Maytag Corp. says new bid causes ripples
 
Date June 30, 2005
Section(s) Local News
Brief  
 
By DAVID PITT

AP Business Writer

DES MOINES — Household appliance maker Maytag Corp. said today it was notified by Triton Acquisition Holding Co. that Maytag‘s talks with rival suitors give Triton the right to terminate their merger agreement and collect a $40 million termination fee.

Triton is an entity organized by an investor group led by New York investment firm Ripplewood Holdings LLC. Maytag agreed a month ago to be acquired by Ripplewood, but on June 20 said it was considering a preliminary $1.28 billion bid from Bain Capital, Blackstone Group and China’s Haier America that values Maytag at $16 per share, $2 more per share than the offer from Ripplewood.

Maytag shares fell 5 cents to $15.81 in early trading Thursday on the New York Stock Exchange.

A Maytag statement released Thursday said Triton officials have told Maytag that continued discussions with Bain, Blackstone and Haier America are “resulting in disruption and uncertainty that is damaging to Triton and, in Triton Acquisition Holding’s view, is likely to be damaging to the company.”

Triton said since Maytag has continued to talk with the Haier America group beyond June 18, Triton has the right to end the merger agreement and receive a $40 million termination fee.

June 18 marked the end of the official solicitation period, during which Maytag could share internal information with other potential bidders.

Since the company has continued to provide information with the Haier group after that date, Triton is saying it can legitimately back out of the deal, said industry analyst Laura Champine, of Tennessee-based Morgan Keegan & Co.
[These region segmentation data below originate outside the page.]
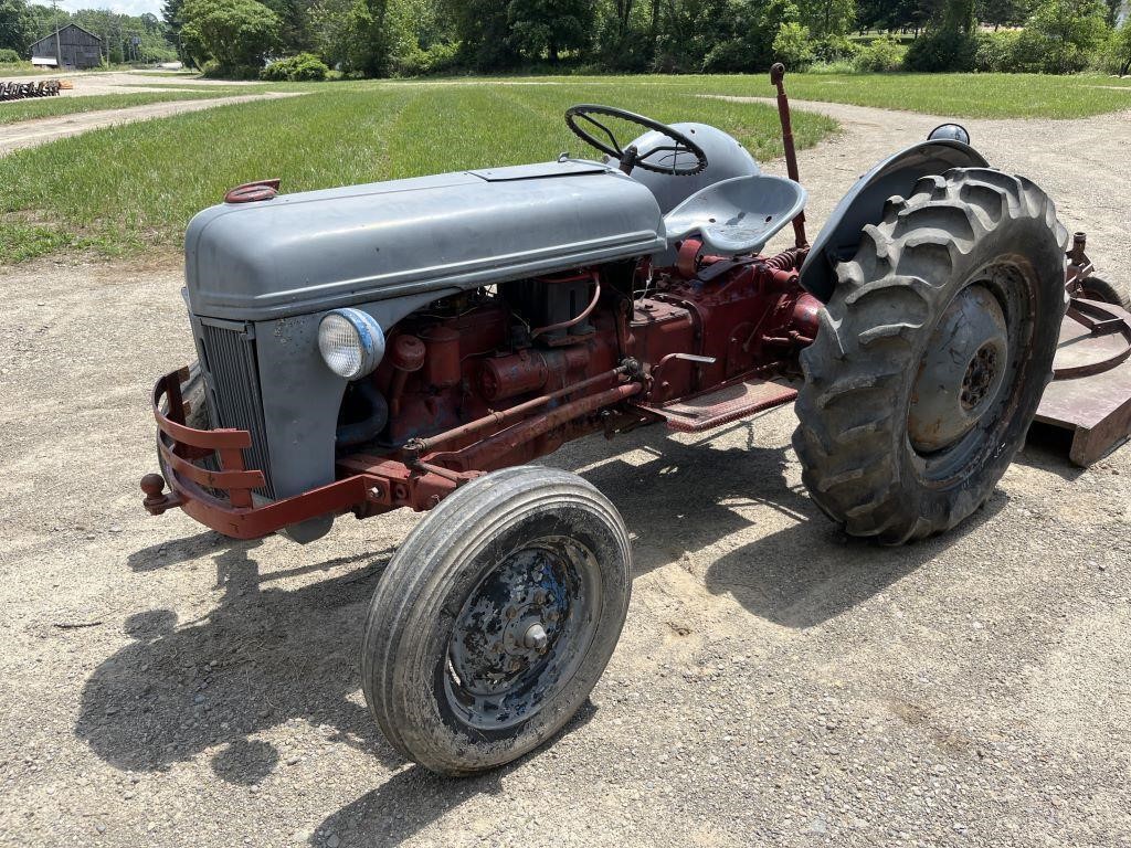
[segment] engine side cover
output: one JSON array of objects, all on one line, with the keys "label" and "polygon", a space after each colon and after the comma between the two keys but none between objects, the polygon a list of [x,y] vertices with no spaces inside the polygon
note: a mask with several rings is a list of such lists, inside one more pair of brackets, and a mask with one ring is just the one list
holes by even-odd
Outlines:
[{"label": "engine side cover", "polygon": [[195,314],[261,321],[666,246],[647,188],[570,159],[214,206],[189,224],[185,277]]}]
Triton further advised Maytag to bring the process to a rapid conclusion, and said it will continue to monitor progress.

In a statement, Maytag said it believes the merger agreement gives the company the right to engage in talks with Bain, Blackstone and Haier America about their $1.28 billion bid, and that doing so does not give Triton Acquisition Holding a termination right.

Maytag said it will pursue its process with Bain, Blackstone and Haier America as “expeditiously as practicable.”

Maytag spokesman John Daggett declined to comment further.

“We can’t comment on anything because of the fact that we’re in this sensitive time,” he said.

Champine said the communication from Triton is likely an attempt to put Maytag on notice that they can back out of the agreement if they want and a decision needs to be made quickly.

“What’s interesting, and it may or may not mean anything, is that the first communique from Triton is not upping the bid, it’s saying ‘By the way, we can cancel this if we wish,'” Champine said.